しかし実際には、量子の世界と宇宙スケールを直接結ぶのは非常に難題でした。

そこで登場したのが、数千の量子ビットを扱える“量子アニーラ―”などの先端機器です。

これらの装置は、大規模な量子状態の変化を高速かつ可視的に捉えることができ、“真空崩壊”と似たような過程が起こる状況をスピン反転やバブルの形成として観測できます。

今回の実験的な成果は、まさに理論物理学が描いてきた壮大な終末シナリオを、手のひらサイズの量子デバイスのなかで安全に追体験しようとする試みであり、これによって私たちの宇宙そのものの性質を知る手がかりになるのではないかと期待されています。

実験室で可視化された真空崩壊

「真空崩壊」を研究するうえで多くの物理学者が目指してきたのは、実際の宇宙ではなく、もっと小さな系で“泡の生成”を再現することです。

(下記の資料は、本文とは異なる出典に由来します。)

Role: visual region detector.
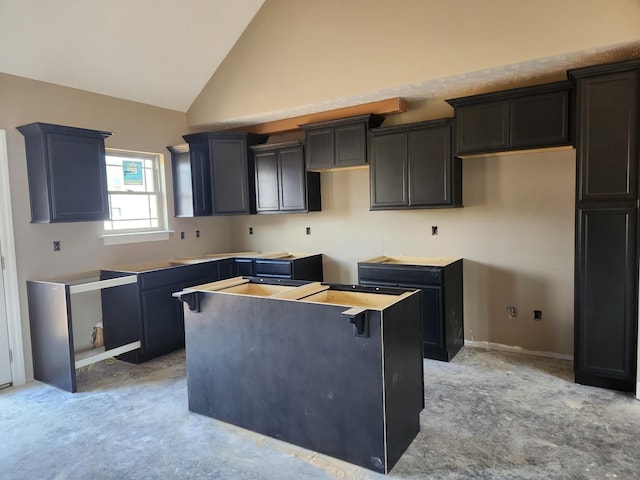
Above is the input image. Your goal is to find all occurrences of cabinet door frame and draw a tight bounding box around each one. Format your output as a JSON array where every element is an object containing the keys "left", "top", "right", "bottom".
[
  {"left": 574, "top": 202, "right": 638, "bottom": 389},
  {"left": 305, "top": 127, "right": 335, "bottom": 170},
  {"left": 254, "top": 151, "right": 280, "bottom": 212},
  {"left": 209, "top": 138, "right": 252, "bottom": 215},
  {"left": 369, "top": 132, "right": 409, "bottom": 210}
]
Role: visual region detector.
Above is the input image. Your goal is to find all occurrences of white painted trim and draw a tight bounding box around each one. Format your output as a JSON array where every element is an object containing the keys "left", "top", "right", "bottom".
[
  {"left": 0, "top": 130, "right": 27, "bottom": 385},
  {"left": 75, "top": 340, "right": 142, "bottom": 368},
  {"left": 464, "top": 340, "right": 573, "bottom": 362},
  {"left": 69, "top": 275, "right": 138, "bottom": 294},
  {"left": 102, "top": 230, "right": 174, "bottom": 245}
]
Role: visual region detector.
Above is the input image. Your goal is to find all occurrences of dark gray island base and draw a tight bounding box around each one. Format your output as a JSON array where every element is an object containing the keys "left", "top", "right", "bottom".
[{"left": 176, "top": 277, "right": 424, "bottom": 473}]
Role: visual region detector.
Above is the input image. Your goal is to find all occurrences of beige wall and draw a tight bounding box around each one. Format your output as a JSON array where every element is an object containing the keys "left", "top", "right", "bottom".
[
  {"left": 0, "top": 74, "right": 235, "bottom": 378},
  {"left": 232, "top": 141, "right": 575, "bottom": 354},
  {"left": 187, "top": 0, "right": 640, "bottom": 354},
  {"left": 188, "top": 0, "right": 640, "bottom": 126}
]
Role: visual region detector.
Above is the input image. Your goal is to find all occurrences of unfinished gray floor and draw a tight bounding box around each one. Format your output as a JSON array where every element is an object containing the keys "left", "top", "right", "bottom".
[{"left": 0, "top": 347, "right": 640, "bottom": 480}]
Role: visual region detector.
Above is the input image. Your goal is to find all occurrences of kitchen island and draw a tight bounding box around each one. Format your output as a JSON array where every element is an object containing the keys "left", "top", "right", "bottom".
[{"left": 176, "top": 277, "right": 424, "bottom": 473}]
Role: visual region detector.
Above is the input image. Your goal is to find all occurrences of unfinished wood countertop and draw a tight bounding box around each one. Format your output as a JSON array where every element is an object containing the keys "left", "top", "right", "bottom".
[{"left": 359, "top": 255, "right": 460, "bottom": 267}]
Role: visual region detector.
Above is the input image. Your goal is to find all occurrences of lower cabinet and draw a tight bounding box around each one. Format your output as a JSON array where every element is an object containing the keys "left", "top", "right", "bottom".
[
  {"left": 100, "top": 262, "right": 220, "bottom": 363},
  {"left": 369, "top": 119, "right": 462, "bottom": 210},
  {"left": 358, "top": 257, "right": 464, "bottom": 362},
  {"left": 574, "top": 202, "right": 638, "bottom": 391}
]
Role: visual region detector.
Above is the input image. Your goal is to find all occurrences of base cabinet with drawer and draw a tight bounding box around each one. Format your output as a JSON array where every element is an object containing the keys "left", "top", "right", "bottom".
[
  {"left": 358, "top": 257, "right": 464, "bottom": 362},
  {"left": 253, "top": 253, "right": 323, "bottom": 282},
  {"left": 369, "top": 119, "right": 462, "bottom": 210},
  {"left": 17, "top": 122, "right": 111, "bottom": 223},
  {"left": 301, "top": 115, "right": 384, "bottom": 171},
  {"left": 100, "top": 262, "right": 221, "bottom": 363},
  {"left": 447, "top": 82, "right": 573, "bottom": 155},
  {"left": 251, "top": 141, "right": 321, "bottom": 213}
]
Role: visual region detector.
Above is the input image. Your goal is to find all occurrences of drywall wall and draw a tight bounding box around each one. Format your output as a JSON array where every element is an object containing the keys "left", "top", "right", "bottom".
[
  {"left": 0, "top": 74, "right": 235, "bottom": 378},
  {"left": 188, "top": 0, "right": 640, "bottom": 126},
  {"left": 232, "top": 146, "right": 575, "bottom": 355}
]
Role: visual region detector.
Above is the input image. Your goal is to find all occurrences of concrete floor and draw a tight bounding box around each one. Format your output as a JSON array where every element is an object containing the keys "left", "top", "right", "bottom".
[{"left": 0, "top": 347, "right": 640, "bottom": 480}]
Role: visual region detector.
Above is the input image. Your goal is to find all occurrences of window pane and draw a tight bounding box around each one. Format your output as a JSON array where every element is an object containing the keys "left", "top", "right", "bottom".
[
  {"left": 111, "top": 194, "right": 149, "bottom": 220},
  {"left": 104, "top": 150, "right": 166, "bottom": 231}
]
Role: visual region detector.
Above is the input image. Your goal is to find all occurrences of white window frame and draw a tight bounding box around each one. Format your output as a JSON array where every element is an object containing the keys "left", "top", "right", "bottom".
[{"left": 102, "top": 148, "right": 172, "bottom": 245}]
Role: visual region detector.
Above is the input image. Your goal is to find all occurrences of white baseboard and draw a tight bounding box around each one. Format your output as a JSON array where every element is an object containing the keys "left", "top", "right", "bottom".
[{"left": 464, "top": 340, "right": 573, "bottom": 361}]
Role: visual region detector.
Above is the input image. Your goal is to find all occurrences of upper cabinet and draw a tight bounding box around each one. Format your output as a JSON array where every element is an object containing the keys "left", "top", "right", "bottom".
[
  {"left": 369, "top": 119, "right": 462, "bottom": 210},
  {"left": 183, "top": 132, "right": 268, "bottom": 215},
  {"left": 301, "top": 115, "right": 384, "bottom": 171},
  {"left": 251, "top": 141, "right": 320, "bottom": 213},
  {"left": 18, "top": 122, "right": 111, "bottom": 223},
  {"left": 569, "top": 63, "right": 640, "bottom": 202},
  {"left": 447, "top": 82, "right": 572, "bottom": 155},
  {"left": 167, "top": 144, "right": 213, "bottom": 217}
]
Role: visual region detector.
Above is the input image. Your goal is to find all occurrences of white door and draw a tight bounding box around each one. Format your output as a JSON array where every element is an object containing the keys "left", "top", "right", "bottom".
[{"left": 0, "top": 240, "right": 11, "bottom": 388}]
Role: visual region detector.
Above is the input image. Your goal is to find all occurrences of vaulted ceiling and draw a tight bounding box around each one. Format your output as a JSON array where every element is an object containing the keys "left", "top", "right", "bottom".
[{"left": 0, "top": 0, "right": 264, "bottom": 112}]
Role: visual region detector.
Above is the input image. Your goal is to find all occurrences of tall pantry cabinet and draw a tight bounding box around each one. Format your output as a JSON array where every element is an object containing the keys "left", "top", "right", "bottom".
[{"left": 568, "top": 60, "right": 640, "bottom": 391}]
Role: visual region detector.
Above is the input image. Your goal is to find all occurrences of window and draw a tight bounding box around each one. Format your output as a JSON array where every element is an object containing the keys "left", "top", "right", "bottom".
[{"left": 104, "top": 149, "right": 167, "bottom": 242}]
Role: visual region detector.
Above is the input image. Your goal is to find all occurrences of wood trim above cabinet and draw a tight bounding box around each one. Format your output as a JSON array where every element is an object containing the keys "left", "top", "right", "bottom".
[{"left": 235, "top": 97, "right": 408, "bottom": 135}]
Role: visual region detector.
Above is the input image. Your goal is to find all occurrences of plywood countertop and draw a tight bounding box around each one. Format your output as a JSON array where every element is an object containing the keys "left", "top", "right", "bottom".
[{"left": 359, "top": 255, "right": 460, "bottom": 267}]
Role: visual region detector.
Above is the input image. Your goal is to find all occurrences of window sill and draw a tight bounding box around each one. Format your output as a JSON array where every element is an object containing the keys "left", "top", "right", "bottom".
[{"left": 102, "top": 230, "right": 174, "bottom": 245}]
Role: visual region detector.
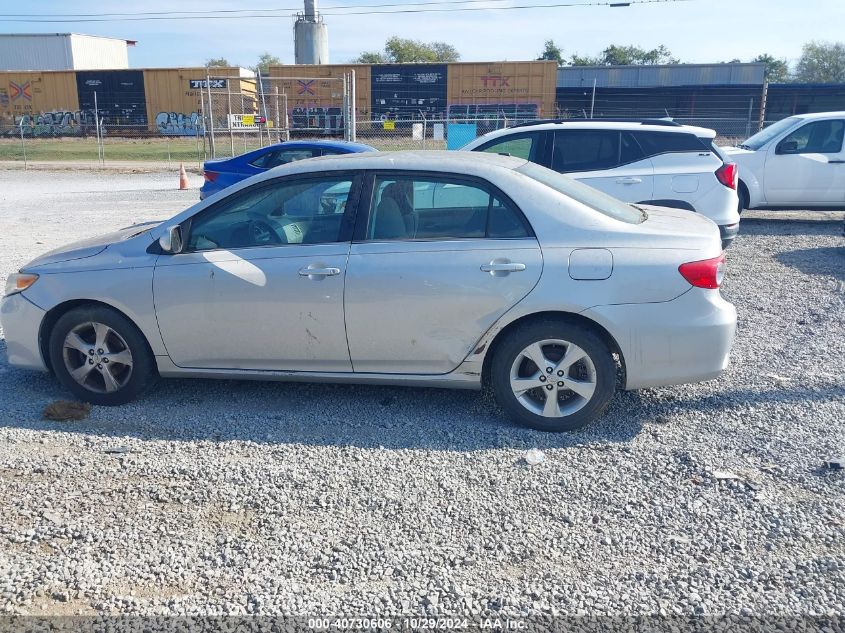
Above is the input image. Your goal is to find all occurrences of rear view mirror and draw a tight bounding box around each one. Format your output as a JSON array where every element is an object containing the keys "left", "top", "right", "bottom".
[{"left": 158, "top": 224, "right": 182, "bottom": 255}]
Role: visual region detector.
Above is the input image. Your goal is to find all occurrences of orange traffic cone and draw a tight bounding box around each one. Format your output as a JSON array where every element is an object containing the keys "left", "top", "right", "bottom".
[{"left": 179, "top": 163, "right": 188, "bottom": 189}]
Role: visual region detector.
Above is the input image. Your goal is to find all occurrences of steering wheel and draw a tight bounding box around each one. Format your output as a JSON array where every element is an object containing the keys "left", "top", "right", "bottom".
[{"left": 247, "top": 213, "right": 287, "bottom": 246}]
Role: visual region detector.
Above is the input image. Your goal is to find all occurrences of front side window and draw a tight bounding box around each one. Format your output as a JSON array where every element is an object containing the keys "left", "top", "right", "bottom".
[
  {"left": 477, "top": 132, "right": 540, "bottom": 162},
  {"left": 739, "top": 117, "right": 801, "bottom": 150},
  {"left": 367, "top": 176, "right": 531, "bottom": 241},
  {"left": 187, "top": 177, "right": 352, "bottom": 251},
  {"left": 552, "top": 130, "right": 620, "bottom": 174},
  {"left": 778, "top": 119, "right": 845, "bottom": 154}
]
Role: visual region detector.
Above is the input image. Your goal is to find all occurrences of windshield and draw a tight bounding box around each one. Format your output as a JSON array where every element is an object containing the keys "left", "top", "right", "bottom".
[
  {"left": 739, "top": 116, "right": 801, "bottom": 150},
  {"left": 516, "top": 163, "right": 648, "bottom": 224}
]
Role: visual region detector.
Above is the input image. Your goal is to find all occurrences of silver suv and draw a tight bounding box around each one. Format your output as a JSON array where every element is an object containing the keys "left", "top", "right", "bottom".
[{"left": 462, "top": 119, "right": 739, "bottom": 247}]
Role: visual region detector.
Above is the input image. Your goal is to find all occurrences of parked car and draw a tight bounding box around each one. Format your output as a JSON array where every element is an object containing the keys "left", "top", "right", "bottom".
[
  {"left": 0, "top": 152, "right": 736, "bottom": 431},
  {"left": 200, "top": 141, "right": 376, "bottom": 200},
  {"left": 462, "top": 119, "right": 739, "bottom": 247},
  {"left": 723, "top": 112, "right": 845, "bottom": 209}
]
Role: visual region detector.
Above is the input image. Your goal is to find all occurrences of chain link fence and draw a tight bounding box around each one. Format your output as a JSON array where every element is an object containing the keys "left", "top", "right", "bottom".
[{"left": 0, "top": 110, "right": 773, "bottom": 169}]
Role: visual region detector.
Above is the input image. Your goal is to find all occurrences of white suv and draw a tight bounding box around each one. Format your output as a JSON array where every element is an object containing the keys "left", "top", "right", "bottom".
[
  {"left": 723, "top": 112, "right": 845, "bottom": 209},
  {"left": 461, "top": 119, "right": 739, "bottom": 247}
]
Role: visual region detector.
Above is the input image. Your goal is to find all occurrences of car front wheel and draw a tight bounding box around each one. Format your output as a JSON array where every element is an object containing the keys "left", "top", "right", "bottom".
[
  {"left": 490, "top": 321, "right": 616, "bottom": 431},
  {"left": 50, "top": 306, "right": 157, "bottom": 406}
]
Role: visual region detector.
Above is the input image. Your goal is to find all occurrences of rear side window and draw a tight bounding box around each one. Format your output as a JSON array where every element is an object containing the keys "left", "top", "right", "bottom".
[
  {"left": 367, "top": 176, "right": 531, "bottom": 241},
  {"left": 476, "top": 132, "right": 540, "bottom": 162},
  {"left": 516, "top": 163, "right": 648, "bottom": 224},
  {"left": 552, "top": 130, "right": 620, "bottom": 174},
  {"left": 633, "top": 132, "right": 712, "bottom": 156}
]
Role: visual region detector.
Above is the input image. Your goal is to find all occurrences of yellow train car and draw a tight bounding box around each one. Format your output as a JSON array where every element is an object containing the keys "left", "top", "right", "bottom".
[
  {"left": 447, "top": 61, "right": 557, "bottom": 119},
  {"left": 0, "top": 71, "right": 84, "bottom": 134}
]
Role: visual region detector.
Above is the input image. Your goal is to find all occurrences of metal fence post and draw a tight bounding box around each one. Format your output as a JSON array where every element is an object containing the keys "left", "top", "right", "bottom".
[
  {"left": 205, "top": 73, "right": 217, "bottom": 158},
  {"left": 349, "top": 68, "right": 358, "bottom": 142},
  {"left": 20, "top": 117, "right": 26, "bottom": 170},
  {"left": 758, "top": 79, "right": 769, "bottom": 132}
]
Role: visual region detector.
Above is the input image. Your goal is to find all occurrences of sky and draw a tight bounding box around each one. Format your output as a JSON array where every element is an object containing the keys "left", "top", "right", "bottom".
[{"left": 0, "top": 0, "right": 845, "bottom": 68}]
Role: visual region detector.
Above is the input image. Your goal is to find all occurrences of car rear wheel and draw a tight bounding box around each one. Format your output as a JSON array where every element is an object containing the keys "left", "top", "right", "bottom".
[
  {"left": 50, "top": 306, "right": 157, "bottom": 406},
  {"left": 490, "top": 321, "right": 616, "bottom": 431}
]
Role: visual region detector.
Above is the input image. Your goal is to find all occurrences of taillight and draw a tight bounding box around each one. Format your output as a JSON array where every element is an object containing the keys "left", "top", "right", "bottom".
[
  {"left": 716, "top": 163, "right": 739, "bottom": 189},
  {"left": 678, "top": 253, "right": 725, "bottom": 290}
]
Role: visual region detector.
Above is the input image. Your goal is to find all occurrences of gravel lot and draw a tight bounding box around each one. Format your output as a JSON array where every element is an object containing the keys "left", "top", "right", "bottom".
[{"left": 0, "top": 171, "right": 845, "bottom": 616}]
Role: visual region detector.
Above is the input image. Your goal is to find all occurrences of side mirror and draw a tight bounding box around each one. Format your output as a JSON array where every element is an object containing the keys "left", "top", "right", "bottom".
[{"left": 158, "top": 224, "right": 182, "bottom": 255}]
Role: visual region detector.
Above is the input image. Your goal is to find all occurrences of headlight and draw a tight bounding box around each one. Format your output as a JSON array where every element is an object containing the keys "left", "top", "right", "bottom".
[{"left": 6, "top": 273, "right": 38, "bottom": 297}]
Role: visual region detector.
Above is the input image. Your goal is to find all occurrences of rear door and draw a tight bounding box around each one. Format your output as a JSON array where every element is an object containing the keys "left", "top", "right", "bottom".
[
  {"left": 763, "top": 119, "right": 845, "bottom": 206},
  {"left": 344, "top": 172, "right": 542, "bottom": 374},
  {"left": 551, "top": 129, "right": 654, "bottom": 202}
]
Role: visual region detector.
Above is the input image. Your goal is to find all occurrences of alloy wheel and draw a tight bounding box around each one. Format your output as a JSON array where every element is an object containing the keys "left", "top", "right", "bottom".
[
  {"left": 62, "top": 322, "right": 133, "bottom": 393},
  {"left": 510, "top": 339, "right": 596, "bottom": 418}
]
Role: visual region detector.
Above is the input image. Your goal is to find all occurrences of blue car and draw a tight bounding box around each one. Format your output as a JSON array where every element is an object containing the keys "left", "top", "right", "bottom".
[{"left": 200, "top": 141, "right": 378, "bottom": 200}]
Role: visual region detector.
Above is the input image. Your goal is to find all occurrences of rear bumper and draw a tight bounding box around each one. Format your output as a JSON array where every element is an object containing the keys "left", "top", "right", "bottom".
[
  {"left": 0, "top": 293, "right": 47, "bottom": 371},
  {"left": 719, "top": 222, "right": 739, "bottom": 249},
  {"left": 583, "top": 288, "right": 736, "bottom": 389}
]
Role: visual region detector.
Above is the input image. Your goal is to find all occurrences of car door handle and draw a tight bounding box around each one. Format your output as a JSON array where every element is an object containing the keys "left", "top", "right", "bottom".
[
  {"left": 481, "top": 262, "right": 525, "bottom": 273},
  {"left": 299, "top": 266, "right": 340, "bottom": 277}
]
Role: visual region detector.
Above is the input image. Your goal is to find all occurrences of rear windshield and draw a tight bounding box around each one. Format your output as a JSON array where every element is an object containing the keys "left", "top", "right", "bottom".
[{"left": 516, "top": 163, "right": 648, "bottom": 224}]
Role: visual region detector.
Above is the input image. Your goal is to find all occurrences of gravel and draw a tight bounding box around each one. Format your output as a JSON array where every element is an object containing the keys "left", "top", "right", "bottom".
[{"left": 0, "top": 171, "right": 845, "bottom": 617}]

本物の宇宙スケールで危険な現象が起きるわけではありませんから、あくまで「似たような仕組み」を実験室で観察し、そこから宇宙論のヒントを得ようというわけです。

今回注目されているのが、5,564個もの量子ビットを備えた量子アニーラ―という特殊な装置を使った「ミニチュア宇宙シミュレーション」です。

まず、研究者たちは全ての量子ビット(スピン)が“上向き”になっている初期状態を用意し、その後、磁場の方向を反転させることで“下向き”がエネルギー的に有利になる設定を作り出しました。

たとえるなら「これまで安定だった上向きワールドが、一瞬で不安定になり、今度は下向きが安定(真の真空)になった」という状況です。

すると、量子ビットが上向きから下向きへと変化する領域が“小さな泡”のように、ポツポツと現れ始めます。